MENJELANG Piplres dan Pileg April 2019, rakyat perlu mempertimbangkan secara seksama calon-calon pemimpinnya. Di satu sisi pilpres dan pileg menyajikan banyak calon berkualitas dengan program kerja dan rekam jejak yang baik, berintegritas dan kepemimpinan tangguh dan di sisi lain bermunculan para politisi dengan modal uang, wacana tanpa kerja nyata, terindikasi koruptif dan abai terhadap kepentingan rakyat. Rakyat harus kritis melihat rekam jejak para politisi tersebut. Salah memilih akan berakibat fatal. Kepentingan rakyat lima tahun ke depan kembali dikorbankan.
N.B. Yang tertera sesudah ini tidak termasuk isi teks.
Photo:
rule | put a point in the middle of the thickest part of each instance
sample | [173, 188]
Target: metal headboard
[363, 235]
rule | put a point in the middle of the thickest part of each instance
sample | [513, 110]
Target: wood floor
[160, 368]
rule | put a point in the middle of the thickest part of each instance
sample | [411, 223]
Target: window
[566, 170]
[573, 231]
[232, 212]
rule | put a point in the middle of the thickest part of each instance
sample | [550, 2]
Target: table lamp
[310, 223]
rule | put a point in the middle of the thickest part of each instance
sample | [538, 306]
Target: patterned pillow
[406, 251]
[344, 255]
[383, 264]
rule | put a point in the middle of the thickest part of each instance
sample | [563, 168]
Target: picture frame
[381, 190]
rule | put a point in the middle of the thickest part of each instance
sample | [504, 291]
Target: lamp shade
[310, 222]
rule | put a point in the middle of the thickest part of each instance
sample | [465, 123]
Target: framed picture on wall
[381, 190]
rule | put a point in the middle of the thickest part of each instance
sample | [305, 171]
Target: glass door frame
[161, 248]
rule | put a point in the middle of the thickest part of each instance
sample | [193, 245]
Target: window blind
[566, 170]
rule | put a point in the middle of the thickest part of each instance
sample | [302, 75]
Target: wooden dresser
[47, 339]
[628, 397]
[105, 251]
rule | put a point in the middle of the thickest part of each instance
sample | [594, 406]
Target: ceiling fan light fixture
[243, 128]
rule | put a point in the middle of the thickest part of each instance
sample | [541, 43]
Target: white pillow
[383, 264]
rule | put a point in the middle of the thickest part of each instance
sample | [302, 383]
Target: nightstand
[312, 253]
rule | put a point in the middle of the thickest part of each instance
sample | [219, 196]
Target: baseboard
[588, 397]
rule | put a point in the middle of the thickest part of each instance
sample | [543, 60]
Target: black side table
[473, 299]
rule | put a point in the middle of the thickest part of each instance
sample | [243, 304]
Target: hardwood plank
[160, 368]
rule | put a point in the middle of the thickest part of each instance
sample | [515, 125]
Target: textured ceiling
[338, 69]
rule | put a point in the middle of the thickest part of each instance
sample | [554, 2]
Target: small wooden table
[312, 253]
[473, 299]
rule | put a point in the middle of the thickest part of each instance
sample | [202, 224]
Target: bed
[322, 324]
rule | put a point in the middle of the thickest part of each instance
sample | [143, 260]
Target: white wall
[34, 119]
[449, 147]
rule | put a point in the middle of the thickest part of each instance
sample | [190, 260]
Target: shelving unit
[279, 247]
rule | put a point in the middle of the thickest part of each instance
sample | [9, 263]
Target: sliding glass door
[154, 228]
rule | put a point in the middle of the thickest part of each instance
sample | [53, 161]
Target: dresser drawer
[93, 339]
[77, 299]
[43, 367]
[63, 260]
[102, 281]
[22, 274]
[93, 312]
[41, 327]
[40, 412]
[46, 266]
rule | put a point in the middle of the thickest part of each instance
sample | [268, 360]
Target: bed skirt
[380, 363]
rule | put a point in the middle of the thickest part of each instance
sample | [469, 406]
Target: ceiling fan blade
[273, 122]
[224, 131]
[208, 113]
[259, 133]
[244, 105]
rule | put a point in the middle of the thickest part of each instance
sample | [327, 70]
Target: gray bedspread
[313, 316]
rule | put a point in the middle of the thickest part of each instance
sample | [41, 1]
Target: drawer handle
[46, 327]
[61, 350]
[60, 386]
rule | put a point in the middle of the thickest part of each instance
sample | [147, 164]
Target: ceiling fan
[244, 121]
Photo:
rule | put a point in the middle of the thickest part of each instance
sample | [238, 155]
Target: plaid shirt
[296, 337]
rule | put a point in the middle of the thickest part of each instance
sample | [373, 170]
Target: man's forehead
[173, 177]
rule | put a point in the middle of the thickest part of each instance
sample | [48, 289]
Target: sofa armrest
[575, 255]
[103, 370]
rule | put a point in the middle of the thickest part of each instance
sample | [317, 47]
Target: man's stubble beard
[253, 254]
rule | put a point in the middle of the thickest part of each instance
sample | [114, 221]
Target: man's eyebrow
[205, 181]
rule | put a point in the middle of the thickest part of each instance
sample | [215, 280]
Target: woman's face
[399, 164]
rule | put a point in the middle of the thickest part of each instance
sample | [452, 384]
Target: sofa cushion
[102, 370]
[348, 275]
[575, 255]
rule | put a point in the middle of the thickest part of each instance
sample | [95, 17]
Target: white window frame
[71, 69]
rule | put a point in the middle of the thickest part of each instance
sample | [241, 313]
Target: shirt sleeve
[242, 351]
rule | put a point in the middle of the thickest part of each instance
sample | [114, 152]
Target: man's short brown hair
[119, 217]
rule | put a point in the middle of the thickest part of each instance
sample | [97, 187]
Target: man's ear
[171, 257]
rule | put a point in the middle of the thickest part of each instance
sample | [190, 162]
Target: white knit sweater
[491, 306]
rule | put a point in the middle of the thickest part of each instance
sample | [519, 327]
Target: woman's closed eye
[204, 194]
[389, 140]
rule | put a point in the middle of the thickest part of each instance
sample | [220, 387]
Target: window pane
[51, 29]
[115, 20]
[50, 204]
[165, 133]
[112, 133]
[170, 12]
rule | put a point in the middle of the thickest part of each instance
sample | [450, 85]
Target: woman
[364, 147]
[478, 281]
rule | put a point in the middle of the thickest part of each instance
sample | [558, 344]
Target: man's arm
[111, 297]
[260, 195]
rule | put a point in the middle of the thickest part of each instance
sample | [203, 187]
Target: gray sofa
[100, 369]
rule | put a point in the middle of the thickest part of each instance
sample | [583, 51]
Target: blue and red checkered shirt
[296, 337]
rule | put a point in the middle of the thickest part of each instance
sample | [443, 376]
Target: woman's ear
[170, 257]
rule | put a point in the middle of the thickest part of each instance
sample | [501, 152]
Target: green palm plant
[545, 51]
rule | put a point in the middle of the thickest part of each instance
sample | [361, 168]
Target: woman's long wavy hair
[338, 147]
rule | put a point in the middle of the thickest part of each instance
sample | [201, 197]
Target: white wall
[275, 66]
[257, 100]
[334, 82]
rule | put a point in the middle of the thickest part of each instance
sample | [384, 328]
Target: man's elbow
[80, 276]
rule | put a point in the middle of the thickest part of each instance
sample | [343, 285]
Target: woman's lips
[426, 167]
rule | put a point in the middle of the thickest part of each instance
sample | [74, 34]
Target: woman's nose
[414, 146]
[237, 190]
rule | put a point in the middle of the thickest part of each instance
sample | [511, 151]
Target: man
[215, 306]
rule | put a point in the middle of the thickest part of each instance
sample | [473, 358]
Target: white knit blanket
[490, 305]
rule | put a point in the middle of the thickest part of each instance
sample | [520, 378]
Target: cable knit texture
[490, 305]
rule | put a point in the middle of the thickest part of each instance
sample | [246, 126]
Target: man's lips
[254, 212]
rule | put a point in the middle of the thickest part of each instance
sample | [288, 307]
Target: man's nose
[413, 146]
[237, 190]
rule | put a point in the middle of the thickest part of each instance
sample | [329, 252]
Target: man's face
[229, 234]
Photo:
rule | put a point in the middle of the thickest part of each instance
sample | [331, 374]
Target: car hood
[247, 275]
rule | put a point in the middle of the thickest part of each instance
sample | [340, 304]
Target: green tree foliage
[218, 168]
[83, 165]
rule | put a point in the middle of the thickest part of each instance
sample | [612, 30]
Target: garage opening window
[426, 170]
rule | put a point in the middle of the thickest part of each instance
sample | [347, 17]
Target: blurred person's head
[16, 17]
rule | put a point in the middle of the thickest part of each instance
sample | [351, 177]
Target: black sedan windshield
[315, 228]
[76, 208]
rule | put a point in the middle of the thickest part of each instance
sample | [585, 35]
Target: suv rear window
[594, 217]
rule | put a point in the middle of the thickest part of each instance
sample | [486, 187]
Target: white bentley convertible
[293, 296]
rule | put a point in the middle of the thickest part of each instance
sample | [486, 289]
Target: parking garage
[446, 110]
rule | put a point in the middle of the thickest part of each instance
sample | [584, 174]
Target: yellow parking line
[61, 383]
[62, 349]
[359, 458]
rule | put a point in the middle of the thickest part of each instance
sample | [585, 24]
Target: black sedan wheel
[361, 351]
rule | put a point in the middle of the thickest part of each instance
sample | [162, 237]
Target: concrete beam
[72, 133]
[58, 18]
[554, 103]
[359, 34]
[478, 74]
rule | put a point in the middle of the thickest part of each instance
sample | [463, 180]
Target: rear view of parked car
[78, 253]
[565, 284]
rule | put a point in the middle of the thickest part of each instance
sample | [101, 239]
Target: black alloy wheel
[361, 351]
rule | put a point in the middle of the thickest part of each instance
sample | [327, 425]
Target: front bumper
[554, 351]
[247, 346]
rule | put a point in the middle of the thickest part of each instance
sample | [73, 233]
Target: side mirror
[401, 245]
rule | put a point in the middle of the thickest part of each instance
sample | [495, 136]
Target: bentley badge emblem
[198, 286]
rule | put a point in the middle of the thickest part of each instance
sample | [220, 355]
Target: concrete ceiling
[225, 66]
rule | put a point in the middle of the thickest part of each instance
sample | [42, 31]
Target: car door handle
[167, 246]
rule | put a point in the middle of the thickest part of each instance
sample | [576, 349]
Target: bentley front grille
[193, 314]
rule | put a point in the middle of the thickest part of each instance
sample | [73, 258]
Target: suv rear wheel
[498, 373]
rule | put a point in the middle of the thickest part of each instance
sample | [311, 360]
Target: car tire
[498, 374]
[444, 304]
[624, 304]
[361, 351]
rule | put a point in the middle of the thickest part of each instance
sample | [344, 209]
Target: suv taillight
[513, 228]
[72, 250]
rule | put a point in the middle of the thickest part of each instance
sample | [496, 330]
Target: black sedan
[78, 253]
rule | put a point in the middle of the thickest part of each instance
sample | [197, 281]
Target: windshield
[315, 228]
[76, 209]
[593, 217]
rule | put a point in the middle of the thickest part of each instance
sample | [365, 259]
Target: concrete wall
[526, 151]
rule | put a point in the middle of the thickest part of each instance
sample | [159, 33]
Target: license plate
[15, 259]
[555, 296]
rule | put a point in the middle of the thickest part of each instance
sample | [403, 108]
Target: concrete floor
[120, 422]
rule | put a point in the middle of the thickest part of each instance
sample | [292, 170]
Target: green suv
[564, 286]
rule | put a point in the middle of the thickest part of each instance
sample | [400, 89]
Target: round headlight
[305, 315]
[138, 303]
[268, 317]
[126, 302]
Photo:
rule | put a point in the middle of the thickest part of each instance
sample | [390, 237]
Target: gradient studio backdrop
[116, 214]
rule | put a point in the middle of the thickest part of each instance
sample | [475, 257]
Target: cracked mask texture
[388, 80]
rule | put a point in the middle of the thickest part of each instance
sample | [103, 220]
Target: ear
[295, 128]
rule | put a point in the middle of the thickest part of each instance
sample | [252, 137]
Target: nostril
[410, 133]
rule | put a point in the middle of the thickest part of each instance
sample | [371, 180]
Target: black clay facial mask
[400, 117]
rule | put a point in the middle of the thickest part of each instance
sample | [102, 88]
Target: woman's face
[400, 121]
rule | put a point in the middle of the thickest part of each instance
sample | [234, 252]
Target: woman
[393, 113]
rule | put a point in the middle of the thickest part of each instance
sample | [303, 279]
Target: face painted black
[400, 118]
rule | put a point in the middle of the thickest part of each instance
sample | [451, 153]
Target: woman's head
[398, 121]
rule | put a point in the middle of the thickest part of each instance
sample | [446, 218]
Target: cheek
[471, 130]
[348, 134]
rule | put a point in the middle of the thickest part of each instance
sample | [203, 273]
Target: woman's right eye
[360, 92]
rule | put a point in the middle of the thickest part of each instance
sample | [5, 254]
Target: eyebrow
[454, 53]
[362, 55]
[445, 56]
Menimbang secara kritis rekam jejak calon pelayan rakyat bukan tanpa alasan. Perilaku para pejabat (eksekutif, yudikatif maupun legislatif) yang terlibat korupsi justru semakin merajalela lima tahun terakhir. Banyak pejabat di pusat dan di daerah kena Operasi Tangkap Tangan (OTT) KPK (Komisi Pemberantasan Korupsi). Hal ini semakin jelas dari hasil analisis Transparency International pada tahun 2017 lalu yang mencatat bahwa indeks persepsi korupsi (Corruption Perseption Index (CP) Indonesia masih jauh tertinggal dari negara tetangga seperti Malaysia. Pada tahun 2017 lalu, Wakil Ketua KPK Saut Sitomorang mengutip rilis yang pernah dikeluarkan Harvard Bussiness Review per Oktober 2017, indeks korupsi Indonesia berada di angka 37 dari rentang 0-100. Sedangkan negara tetangga Malaysia lebih tinggi di angka 50.Kondisi ini semakin mempersulit terwujudnya kesejahteraan dan keadilan bagi masyarakat. Kekayaan negara hanya dinikmati segelintir orang.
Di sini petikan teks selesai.